Green Power Island, a proposal co-developed by the Danish architects Gottlieb Paludan, envisions fake land masses off coastal regions around the world, from Tampa to Bahrain, that would tuck away wind and solar energy. The islands would leverage the planet’s most abundant resource, seawater, to store then release excess electrical power depending on load demands. The process is called pumped-storage hydroelectricity, and it’s already fairly prevalent today. Here, it’d be getting its own digs.
The idea solves several technical problems at once. Storing renewable energy is a bitch. Most of the time, wind turbines and solar panels are producing energy at the precise moment no one needs it, and the last thing you want is for all that gold-hearted work to go to waste. Things will only get worse as power companies ramp up their renewable portfolios.
Storage is especially vexing in low-lying areas. The basic conceit of hydro pumping is that you pipe water up a hill when you have plenty of energy, then you release it when you need energy. That’s fine in the mountains, where gravity’s working in your favor. At sea level? Not so much. Gottlieb Paludan proposes building a deep lagoon on each island. During peak demand, the lagoon fills up, driving energy-generating turbines. When demand eases, the lagoon empties (via solar- and wind-powered pumps). The architects estimate that you can regenerate as much as 80 percent of your energy.
But what really intrigues us is that the islands seem like excellent design solutions.
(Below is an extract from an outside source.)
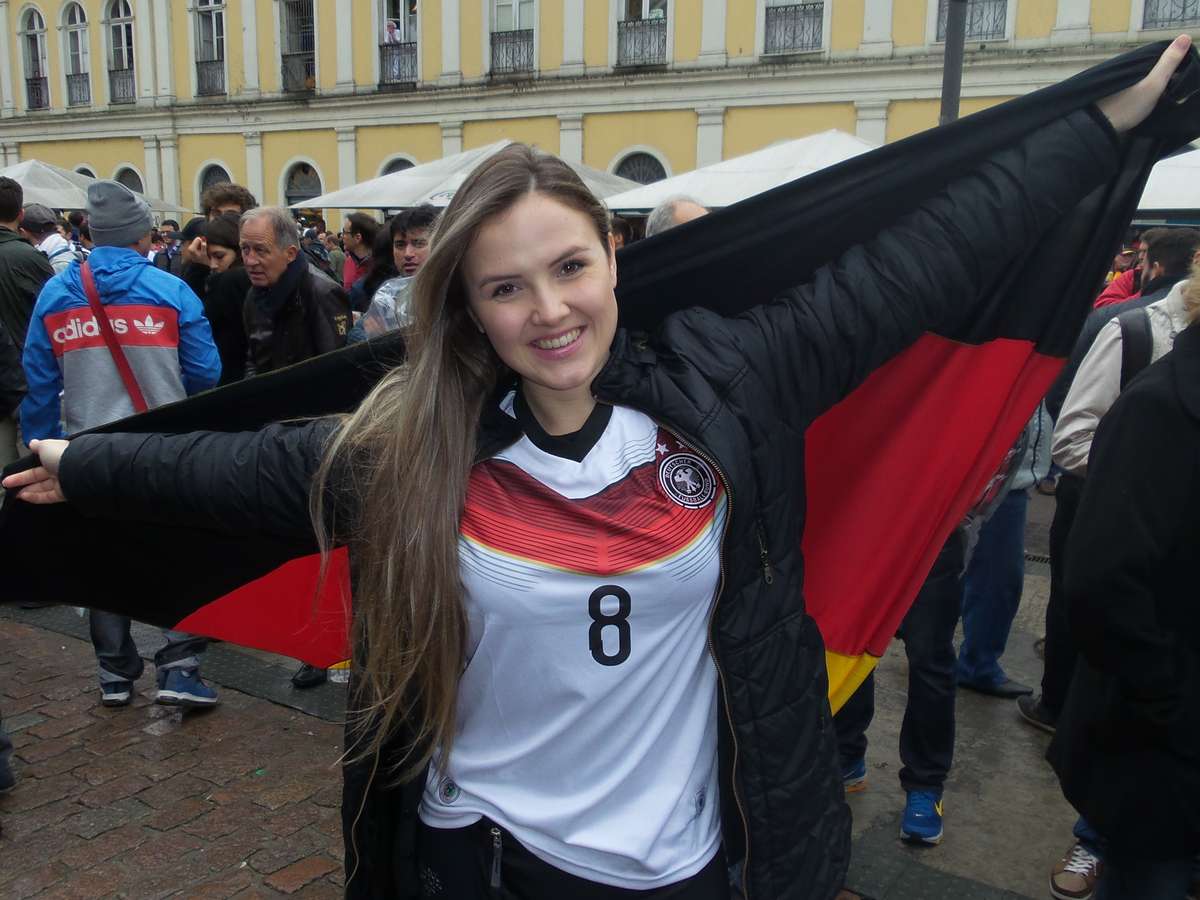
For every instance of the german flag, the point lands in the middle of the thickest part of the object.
(891, 471)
Power plants are hideous. They also take up a lot of room. Moving energy storage to coastal waters is an ingenious way to dodge all the fuss of building infrastructure on precious land. At the same time, you’re keeping power close to the consumers so you don’t have to throw up miles of energy-sucking transmission lines. Not that the islands are just pumps and salty lagoons. Gottlieb Paludan have plans to soup them up with trails, beaches, housing, businesses, and, yeah, even golf courses.
Obviously, there are some major concerns here: How will the islands affect the seabed? What happens to the surrounding marine life? Who pays for such a massive infrastructural undertaking? At the same time, we shouldn’t dismiss the idea as a total fantasy. It’s a concerted attempt to surmount some of the biggest technical and design challenges of the new energy economy. And hey, if the energy part doesn’t work out, the islands could always make for nice resorts.